Neurophysiological recordings in macaque monkeys have shown that auditory cortical neurons are highly sensitive to both spectral and temporal features of sounds (Phillips, 1993; Steinschneider et al., 1995; deCharms et al., 1998). Data from several species indicate that core regions often have higher frequency resolution than do belt areas, which may not fit with the current data. However, Eggermont noted that in the AI and AII fields of the cat there was an inverse relation between bandwidth and temporal resolution (Eggermont, 1998), consistent with our proposal. Existing single-unit data are insufficiently certain about the response properties of cortical fields, particularly outside the core, to allow prediction of their responses to stimuli such as those used here; moreover, the relation between blood flow measures and single-unit responses is complex. Further, homologies between monkey and human auditory cortex have not been worked out, and it is not yet known whether auditory cortical architecture in humans and other primates differs qualitatively. Despite these uncertainties, the neuronal functional properties derived from animal studies suggest that the model proposed above is at least plausible, in terms of the type of acoustic information to which neurons are sensitive.

Another parallel with the animal literature is provided by evidence that hemispheric differences also exist in several species. For example, Fitch et al. found rate-dependent left-hemisphere lateralization effects for rapidly changing tone sequences in the rat (Fitch et al., 1993). Wetzel et al. report right-hemisphere lateralization for processing frequency modulation in the Mongolian gerbil (Wetzel et al., 1998). These findings suggest that the laterality effects discussed in the present paper may not be limited to the human nervous system; if so, then perhaps they should best be characterized as precursors to the development of speech and tonal processing, rather than consequences thereof.
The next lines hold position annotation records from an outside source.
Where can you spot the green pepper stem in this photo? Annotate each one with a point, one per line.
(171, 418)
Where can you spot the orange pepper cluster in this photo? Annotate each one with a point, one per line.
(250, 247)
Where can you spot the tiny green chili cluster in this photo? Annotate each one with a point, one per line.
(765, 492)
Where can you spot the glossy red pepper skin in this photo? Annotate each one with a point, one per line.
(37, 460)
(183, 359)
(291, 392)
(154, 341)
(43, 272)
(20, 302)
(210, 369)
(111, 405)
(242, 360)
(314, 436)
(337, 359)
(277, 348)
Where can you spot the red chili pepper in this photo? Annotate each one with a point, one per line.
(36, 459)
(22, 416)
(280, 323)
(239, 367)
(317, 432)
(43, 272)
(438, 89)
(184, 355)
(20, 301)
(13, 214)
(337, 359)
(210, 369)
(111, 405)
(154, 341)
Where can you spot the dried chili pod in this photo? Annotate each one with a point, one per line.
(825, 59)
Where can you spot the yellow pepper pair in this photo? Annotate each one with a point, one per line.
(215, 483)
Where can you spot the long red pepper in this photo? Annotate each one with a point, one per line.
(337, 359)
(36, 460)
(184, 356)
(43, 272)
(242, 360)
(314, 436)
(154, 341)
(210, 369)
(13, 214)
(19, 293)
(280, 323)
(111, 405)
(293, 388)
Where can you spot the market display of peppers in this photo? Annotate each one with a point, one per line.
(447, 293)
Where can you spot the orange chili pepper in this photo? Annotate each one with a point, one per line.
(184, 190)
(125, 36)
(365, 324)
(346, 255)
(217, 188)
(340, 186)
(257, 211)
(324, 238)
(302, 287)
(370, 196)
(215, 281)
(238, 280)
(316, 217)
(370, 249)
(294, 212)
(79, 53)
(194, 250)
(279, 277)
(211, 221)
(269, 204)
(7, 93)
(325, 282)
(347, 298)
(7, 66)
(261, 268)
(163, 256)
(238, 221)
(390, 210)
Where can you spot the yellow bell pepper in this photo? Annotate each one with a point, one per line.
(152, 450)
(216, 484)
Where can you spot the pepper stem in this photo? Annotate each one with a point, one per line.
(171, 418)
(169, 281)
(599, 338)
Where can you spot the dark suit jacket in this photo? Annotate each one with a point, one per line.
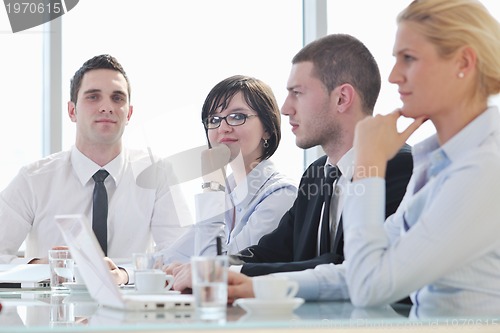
(292, 246)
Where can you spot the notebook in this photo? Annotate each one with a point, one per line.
(85, 249)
The differential temporal and spectral processing capacities in the auditory areas of the two hemispheres, and the hypothesis that these arise from differences in spectral/temporal resolution, help to explain a variety of previous results. The present findings confirm and extend the idea that left auditory regions may be specialized for rapid temporal processing (Tallal et al., 1993), but additionally they provide a unifying framework to account for the complementary specialization of the right auditory cortex. The hypothesis is consistent with prior studies which have shown that damage to left auditory cortical areas often results in deficits in temporal processing that are manifested as speech disorders (Efron, 1963; Phillips and Farmer, 1990; Tallal et al., 1993). The hypothesis is also supported by functional imaging data that indicate left auditory cortex advantages for processing rapidly changing formant transitions in speech or pseudospeech syllables (Fiez et al., 1995; Belin et al., 1998).

Additional evidence specifically indicating that left auditory cortical units have higher temporal resolution comes from recent electrophysiological recordings (Liégeois-Chauvel et al., 1999) showing that responses within left HG encode the voice-onset time of a consonant, whereas the right HG did not show sensitivity to this temporal parameter. Even more striking, Liégeois-Chauvel et al. (2001) showed that intracortically recorded auditory evoked potentials were more sharply tuned to frequency in the right auditory cortex than in the left, consistent with the pattern observed in the present study.

The hypothesis proposed in this paper also helps to clarify findings of impaired pitch and spectral processing after lesions of right auditory cortical areas, as well as brain imaging evidence in a wide variety of tonal processing tasks. The findings of Johnsrude et al. (Johnsrude et al., 2000) are particularly relevant in this respect: they found that lesions encroaching onto the right (but not left) HG resulted in a specific deficit for judging direction of pitch change. Notably, this impairment did not preclude most patients from completing the task, but raised their threshold by a factor of four. Such a finding can be explained if spectral resolution underlies hemispheric differences: damage to the right auditory cortex would disrupt the finer-grained mechanism but would leave intact the left auditory cortical areas which presumably have coarser resolution, hence leading to increased thresholds but not a complete inability to discriminate. The findings of Robin et al. (Robin et al., 1990) are also relevant, as they too found that damage to association cortices in the right hemisphere resulted in spectral but not temporal processing deficits, while the converse was observed after left-hemisphere damage. Conversely, aspects of tonal processing that depend on small temporal differences, such as discrimination of the temporal microstructure of familiar tunes, are more affected by damage to the left than to the right temporal lobe (Samson et al., 2001).

Anatomical Considerations

If the hypothesis suggested here is valid, the question arises as to how it is implemented in the auditory cortex. A variety of findings of anatomical and structural asymmetries in human auditory cortices are relevant to this question. In-vivo volumetric measures of HG from MRI scanning have shown a greater volume of white matter underlying the left HG as compared with the right, which could be a consequence of a greater number or denser myelination of fibers into the primary auditory cortex (Penhune et al., 1996). The latter interpretation is supported by post-mortem tissue analysis of the posterior temporal lobe (Anderson et al., 1999), which confirmed a greater volumer of white-matter tissue on the left than on the right, and showed that this was due to greater myelin sheath thickness on the left. In addition, Seldon (Seldon, 1981) reported that cortical columns in the left auditory cortex were more widely spaced than those on the right, and Galuske et al. (Galuske et al., 2000) found wider spacing of intrinsic connections on the left. In addition, Hutsler and Gazzaniga (Hutsler and Gazzaniga, 1996) reported larger left than right layer IV pyramidal cells in the human auditory cortex.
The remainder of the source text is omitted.